New normal: How far is safe enough?

Country/area: Singapore

Organisation: Reuters

Organisation size: Big

Publication date: 1 Jul 2020

Credit: Samuel Granados

Project description:

As the pandemic has reshaped our lives, an enduring effect is how we use and move through public spaces. Parks, restaurants, theatres all pose hazards for virus transmission, and governments are setting out new restrictions to make these places safer.

How big a change that is from our normal routine, though, can vary, even within the same country as personal space can differ depending on age or culture.

Reuters took a deep look into the science, research and data that experts were considering when designing the policies that will determine the new normal.

Impact reached:

More than half a year later and we are still wrestling with how the “new normal” will unfold.  Though many countries eased some restrictions we are still constantly negotiating what is and isn’t safe in each interaction, and each move through a public space. 


The data, research and information in “The new normal” is just as important in negotiating each of these daily interactions now as it was in the first days emerging from lockdown. The piece remains an excellent primer on how the disease spreads, what conditions may elevate risk and ways in which societal interactions may need to be rethought.

Techniques/technologies used:

Adobe Illustrator along with light JavaScript for scroll interactions and HTML and CSS for page building. 

What was the hardest part of this project?

The COVID-19 pandemic is in some ways a very local story that happened to occur in every locality across the globe simultaneously. In the early days of lockdowns first lifting there was a rash of advice and guidelines at local levels that could be confusing, contradictory and difficult for the average person to get their head around. 


Synthesizing that advice with the science of what we knew about transmission and what was more or less dangerous at the time into a digestible and engaging piece was the biggest challenge.

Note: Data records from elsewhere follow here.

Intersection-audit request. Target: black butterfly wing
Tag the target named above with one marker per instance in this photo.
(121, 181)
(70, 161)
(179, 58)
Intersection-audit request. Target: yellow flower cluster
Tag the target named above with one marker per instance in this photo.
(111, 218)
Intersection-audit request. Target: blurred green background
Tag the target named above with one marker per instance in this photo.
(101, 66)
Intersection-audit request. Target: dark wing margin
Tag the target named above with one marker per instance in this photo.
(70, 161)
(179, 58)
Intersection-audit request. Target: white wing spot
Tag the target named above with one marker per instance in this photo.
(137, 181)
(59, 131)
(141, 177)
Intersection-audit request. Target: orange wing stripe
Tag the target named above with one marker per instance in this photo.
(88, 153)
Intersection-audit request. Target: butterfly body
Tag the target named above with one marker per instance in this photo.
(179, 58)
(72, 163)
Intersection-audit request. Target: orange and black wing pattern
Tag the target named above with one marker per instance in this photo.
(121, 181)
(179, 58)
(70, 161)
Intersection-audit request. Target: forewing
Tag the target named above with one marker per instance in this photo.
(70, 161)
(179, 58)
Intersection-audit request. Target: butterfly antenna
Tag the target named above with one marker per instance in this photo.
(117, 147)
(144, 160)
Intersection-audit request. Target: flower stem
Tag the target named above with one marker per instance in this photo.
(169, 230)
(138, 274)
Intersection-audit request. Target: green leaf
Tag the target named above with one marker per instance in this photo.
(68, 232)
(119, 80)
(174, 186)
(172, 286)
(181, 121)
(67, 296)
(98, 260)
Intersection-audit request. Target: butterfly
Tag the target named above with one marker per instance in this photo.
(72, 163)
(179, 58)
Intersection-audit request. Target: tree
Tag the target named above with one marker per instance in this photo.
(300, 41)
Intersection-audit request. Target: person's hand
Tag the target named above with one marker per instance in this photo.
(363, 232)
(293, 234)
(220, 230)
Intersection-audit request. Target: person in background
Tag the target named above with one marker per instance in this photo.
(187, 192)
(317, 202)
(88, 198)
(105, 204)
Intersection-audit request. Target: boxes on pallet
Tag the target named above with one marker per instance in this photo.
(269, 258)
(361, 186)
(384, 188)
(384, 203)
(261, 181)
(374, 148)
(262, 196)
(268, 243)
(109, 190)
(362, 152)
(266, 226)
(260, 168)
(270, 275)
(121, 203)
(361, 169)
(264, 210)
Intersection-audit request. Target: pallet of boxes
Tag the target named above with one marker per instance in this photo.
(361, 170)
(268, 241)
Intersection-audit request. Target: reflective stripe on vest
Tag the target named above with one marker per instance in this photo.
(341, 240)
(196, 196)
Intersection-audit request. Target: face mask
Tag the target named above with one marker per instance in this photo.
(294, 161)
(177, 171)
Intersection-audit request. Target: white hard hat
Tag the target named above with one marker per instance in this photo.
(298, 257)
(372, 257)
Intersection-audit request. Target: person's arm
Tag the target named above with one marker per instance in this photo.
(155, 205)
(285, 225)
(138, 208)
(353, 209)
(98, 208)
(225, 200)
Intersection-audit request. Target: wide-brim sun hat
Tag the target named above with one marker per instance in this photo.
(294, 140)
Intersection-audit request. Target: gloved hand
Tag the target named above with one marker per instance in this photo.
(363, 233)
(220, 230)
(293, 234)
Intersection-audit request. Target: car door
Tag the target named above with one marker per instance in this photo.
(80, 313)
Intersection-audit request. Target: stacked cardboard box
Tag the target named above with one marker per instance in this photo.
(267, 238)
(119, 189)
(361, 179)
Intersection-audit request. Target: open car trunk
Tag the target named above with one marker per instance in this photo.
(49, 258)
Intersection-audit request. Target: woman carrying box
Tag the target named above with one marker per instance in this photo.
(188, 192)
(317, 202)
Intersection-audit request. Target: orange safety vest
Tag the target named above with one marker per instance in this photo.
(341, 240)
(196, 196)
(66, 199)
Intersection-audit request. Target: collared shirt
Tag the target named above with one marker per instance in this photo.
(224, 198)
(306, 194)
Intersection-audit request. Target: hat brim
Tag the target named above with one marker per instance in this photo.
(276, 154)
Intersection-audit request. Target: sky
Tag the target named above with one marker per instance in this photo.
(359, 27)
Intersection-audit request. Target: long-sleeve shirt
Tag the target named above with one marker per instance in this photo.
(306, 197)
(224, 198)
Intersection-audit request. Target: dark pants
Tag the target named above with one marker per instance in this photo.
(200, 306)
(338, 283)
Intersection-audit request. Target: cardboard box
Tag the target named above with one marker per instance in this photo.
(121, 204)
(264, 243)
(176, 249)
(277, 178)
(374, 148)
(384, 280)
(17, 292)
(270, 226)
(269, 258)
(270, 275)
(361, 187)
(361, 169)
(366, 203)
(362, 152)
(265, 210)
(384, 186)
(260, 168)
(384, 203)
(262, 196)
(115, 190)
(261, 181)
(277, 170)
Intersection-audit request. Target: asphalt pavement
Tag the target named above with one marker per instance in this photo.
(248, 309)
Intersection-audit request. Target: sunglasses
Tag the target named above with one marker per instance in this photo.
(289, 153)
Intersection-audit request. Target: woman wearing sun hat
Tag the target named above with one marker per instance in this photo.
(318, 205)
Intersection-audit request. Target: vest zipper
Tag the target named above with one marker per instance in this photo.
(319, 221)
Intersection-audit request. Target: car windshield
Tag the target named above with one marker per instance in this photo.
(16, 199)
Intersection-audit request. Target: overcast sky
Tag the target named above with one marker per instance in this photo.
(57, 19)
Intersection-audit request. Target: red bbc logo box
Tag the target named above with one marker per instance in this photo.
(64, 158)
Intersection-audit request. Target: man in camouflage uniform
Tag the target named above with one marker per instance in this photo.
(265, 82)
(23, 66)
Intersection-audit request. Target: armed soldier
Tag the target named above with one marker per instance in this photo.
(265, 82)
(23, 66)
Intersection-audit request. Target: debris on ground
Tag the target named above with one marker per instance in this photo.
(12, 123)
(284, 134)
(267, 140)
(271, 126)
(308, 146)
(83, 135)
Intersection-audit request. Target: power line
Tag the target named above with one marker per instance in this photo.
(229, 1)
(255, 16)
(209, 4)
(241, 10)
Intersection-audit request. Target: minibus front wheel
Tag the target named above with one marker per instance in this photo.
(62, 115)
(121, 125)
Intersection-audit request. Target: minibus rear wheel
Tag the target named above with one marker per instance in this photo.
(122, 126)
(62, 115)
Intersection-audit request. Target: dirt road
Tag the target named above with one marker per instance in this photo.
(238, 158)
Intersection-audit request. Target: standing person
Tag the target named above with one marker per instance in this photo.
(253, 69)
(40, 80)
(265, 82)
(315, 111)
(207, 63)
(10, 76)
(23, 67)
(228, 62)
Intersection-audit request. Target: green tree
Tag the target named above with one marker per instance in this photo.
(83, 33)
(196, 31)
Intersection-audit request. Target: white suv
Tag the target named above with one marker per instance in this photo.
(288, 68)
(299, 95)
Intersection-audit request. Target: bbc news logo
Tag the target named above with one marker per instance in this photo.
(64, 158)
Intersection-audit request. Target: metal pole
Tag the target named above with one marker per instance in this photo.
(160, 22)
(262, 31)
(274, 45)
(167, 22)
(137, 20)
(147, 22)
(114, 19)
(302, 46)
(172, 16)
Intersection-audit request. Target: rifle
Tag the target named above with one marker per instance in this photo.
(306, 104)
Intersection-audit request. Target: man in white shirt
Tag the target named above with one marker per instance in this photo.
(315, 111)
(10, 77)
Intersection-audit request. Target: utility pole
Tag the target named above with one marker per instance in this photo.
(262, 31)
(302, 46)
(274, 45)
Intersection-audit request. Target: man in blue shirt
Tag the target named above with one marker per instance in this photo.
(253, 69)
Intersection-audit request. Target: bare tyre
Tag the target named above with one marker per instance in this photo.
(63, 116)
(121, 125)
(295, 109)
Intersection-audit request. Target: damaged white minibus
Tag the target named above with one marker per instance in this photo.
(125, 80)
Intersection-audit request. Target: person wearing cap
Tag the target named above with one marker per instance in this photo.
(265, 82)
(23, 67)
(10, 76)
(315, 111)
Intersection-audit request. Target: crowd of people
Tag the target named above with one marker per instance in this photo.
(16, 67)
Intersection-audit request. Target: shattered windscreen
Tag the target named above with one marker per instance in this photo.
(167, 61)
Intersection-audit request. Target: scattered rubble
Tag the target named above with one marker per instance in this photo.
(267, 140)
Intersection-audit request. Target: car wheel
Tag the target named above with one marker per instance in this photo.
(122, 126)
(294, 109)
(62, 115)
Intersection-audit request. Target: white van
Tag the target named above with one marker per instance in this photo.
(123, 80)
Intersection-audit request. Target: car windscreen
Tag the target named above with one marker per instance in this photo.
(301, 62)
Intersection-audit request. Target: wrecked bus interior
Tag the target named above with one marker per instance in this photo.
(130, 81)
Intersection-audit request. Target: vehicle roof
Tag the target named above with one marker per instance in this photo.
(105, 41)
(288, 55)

What can others learn from this project?

Sometimes data doesn’t look like spreadsheets, but more like paragraphs, bulletins, laws and guidelines. As data-journalists these amorphous sets of facts can be harder to wrangle than straightforward columns of numbers. 


Organizing that data into a cogent story can be hard, but the success of this piece is in using real world situations as the narrative frame.  As you scroll through the “city” the reader is presented with situations that they will encounter in their lives, which presents the opportunity to reveal the data around each moment.